Abstract
Purpose of the study: Increasing the number of times the operating room doors open increases the number of airborne bacteria and consequently the rate of postoperative infections with sometimes disastrous results, particularly for prosthesis surgery.
Material and methods: An observer counted the number of times the door to the operating room were opened during orthopaedic operations. The study was conducted in a teaching hospital (hospital A) during scoliosis surgery then repeated for a similar operation after posting dissuasive signs and delivery of information to the personnel concerning the risk of contaminating the patient. A study was then conducted for total hip arthroplasty (THA) in another teaching hospital (hospital B) and in a private clinic (hospital C). The same protocol as used in South Australia was applied for these studies.
Results: The mean rate of door opening in hospital A was 0.52/min. This rate was 0.45/min (13.5% less) in the same hospital A after posting dissuasive signs on the doors and providing information to the personnel. In hospital B, the rate was 0.67/min. In hospital C, the rate was 0.42/min (i.e. 37% less). In Australia, the mean rate was 1/min in hospital A before sign posting and information delivery and 0.65 (−35%) after. In hospital B, the rate was 0.87/min and in hospital C 0.47/min (i.e. 46% less).
Discussion: Nearly 50 years ago Sir John Charnley demonstrated that airborne contamination must be controlled in prosthetic orthopaedic surgery. In France airborne contamination is regulated by a series of standards (NF EN ISO 14644 established in 1999) and partially controlled during the design phase of operating rooms with the installation of laminar flow ventilation. Door opening, and particularly swinging doors, causes turbulent airflow increasing bacterial contamination.

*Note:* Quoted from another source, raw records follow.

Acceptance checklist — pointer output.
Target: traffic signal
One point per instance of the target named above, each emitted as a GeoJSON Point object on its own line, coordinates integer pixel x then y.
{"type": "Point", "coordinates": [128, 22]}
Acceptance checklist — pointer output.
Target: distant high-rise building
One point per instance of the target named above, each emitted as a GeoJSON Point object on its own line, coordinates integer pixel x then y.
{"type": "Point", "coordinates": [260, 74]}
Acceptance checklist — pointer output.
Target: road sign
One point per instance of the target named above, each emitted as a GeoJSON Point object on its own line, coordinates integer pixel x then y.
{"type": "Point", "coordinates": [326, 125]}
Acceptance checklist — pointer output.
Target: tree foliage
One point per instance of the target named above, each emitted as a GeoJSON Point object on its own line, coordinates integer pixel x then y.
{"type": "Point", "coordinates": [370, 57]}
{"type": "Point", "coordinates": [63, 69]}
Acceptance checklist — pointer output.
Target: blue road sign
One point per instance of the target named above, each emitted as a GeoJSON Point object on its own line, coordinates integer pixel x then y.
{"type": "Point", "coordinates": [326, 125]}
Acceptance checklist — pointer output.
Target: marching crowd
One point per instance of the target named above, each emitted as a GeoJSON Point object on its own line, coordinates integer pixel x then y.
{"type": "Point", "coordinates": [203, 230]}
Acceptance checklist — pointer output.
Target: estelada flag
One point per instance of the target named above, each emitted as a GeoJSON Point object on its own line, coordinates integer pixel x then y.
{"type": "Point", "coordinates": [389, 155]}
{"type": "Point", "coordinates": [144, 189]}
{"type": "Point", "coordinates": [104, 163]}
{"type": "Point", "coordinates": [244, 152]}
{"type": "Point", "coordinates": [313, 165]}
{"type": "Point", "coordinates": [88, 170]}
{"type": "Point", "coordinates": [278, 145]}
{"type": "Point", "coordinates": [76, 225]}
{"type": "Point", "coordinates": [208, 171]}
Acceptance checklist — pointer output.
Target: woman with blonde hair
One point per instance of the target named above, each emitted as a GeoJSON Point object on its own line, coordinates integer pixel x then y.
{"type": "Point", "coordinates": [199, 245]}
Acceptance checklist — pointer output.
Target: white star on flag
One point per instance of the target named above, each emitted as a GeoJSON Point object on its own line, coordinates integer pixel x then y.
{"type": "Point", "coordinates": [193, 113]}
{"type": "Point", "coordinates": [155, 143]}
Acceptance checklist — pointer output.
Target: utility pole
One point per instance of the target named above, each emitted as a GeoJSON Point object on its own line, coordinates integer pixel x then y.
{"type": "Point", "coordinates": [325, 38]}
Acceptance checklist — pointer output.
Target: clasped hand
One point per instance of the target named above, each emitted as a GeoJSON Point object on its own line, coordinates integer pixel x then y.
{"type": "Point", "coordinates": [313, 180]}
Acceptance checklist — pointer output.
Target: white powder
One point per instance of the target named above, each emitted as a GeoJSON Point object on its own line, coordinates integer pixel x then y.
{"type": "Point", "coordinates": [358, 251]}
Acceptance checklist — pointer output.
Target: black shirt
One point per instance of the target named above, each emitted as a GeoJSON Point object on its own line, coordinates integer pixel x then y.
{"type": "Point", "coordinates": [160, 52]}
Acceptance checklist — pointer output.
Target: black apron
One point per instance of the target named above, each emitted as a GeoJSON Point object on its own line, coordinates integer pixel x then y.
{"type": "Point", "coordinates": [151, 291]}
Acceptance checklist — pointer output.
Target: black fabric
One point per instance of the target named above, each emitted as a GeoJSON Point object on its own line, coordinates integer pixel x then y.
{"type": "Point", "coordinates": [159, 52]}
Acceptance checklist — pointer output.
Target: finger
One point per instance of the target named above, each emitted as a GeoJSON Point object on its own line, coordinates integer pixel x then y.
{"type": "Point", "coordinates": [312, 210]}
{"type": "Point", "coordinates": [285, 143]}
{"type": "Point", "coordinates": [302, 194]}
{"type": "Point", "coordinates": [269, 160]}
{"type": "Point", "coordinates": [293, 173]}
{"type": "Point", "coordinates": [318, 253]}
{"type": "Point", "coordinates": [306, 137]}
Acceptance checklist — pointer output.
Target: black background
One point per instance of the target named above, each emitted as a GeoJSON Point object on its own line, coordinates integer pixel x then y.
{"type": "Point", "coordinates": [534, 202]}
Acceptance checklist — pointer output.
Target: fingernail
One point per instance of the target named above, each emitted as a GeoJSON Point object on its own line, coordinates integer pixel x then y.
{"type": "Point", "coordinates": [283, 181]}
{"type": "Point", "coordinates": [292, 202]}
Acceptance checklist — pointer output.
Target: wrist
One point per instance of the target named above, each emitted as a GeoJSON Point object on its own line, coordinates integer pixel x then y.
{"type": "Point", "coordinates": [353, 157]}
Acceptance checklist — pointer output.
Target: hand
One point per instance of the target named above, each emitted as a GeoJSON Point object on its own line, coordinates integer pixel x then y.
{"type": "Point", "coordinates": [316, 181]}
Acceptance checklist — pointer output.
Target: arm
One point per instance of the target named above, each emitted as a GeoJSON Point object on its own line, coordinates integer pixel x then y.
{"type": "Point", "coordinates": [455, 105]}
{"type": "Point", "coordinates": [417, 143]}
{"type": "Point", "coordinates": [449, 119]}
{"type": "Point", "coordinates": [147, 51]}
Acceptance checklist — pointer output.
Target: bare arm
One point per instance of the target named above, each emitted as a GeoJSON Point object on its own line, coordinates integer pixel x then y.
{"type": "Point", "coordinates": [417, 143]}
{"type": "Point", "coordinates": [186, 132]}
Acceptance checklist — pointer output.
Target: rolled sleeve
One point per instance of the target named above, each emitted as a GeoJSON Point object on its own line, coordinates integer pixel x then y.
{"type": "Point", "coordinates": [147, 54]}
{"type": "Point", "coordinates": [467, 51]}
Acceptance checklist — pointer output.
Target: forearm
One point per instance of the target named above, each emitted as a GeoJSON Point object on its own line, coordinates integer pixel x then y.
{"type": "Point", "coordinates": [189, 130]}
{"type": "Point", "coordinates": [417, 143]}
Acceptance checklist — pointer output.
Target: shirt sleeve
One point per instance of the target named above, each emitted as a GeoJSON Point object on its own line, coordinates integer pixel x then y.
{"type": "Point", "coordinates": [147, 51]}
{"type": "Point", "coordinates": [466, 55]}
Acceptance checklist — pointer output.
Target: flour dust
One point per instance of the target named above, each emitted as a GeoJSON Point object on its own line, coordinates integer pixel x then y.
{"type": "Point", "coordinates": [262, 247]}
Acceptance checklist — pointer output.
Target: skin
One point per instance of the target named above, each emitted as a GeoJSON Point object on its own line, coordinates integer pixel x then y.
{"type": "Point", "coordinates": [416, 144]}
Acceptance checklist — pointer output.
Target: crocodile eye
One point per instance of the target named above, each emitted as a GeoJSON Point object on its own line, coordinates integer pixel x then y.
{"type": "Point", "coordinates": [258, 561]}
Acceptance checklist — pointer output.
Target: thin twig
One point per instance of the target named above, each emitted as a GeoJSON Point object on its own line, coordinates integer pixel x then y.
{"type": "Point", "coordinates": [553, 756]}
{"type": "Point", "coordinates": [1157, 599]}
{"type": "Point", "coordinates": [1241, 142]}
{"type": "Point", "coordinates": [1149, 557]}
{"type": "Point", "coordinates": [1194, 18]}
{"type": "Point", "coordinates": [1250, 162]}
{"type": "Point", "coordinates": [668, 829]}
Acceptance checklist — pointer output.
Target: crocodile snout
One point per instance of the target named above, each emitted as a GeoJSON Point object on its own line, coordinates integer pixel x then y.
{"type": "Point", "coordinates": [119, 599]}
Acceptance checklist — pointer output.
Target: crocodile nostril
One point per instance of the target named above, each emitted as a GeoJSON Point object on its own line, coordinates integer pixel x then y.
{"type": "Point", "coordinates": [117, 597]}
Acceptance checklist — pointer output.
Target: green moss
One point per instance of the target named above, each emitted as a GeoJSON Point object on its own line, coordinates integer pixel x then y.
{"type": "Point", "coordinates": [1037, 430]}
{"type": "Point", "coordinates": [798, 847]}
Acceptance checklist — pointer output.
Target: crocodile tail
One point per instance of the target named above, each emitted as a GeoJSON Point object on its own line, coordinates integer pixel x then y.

Conclusion: Circulation in the operating room should be limited to necessary organisation (prior transport of instruments and consumables, fluoroscope, nursing staff turnover, etc.) and by information and education of all participants. The presence of observers is inevitable in the operating rooms of teaching hospitals. Their entrance and exit should however be limited and their movement within the room controlled. It is also recommended to use cell phones.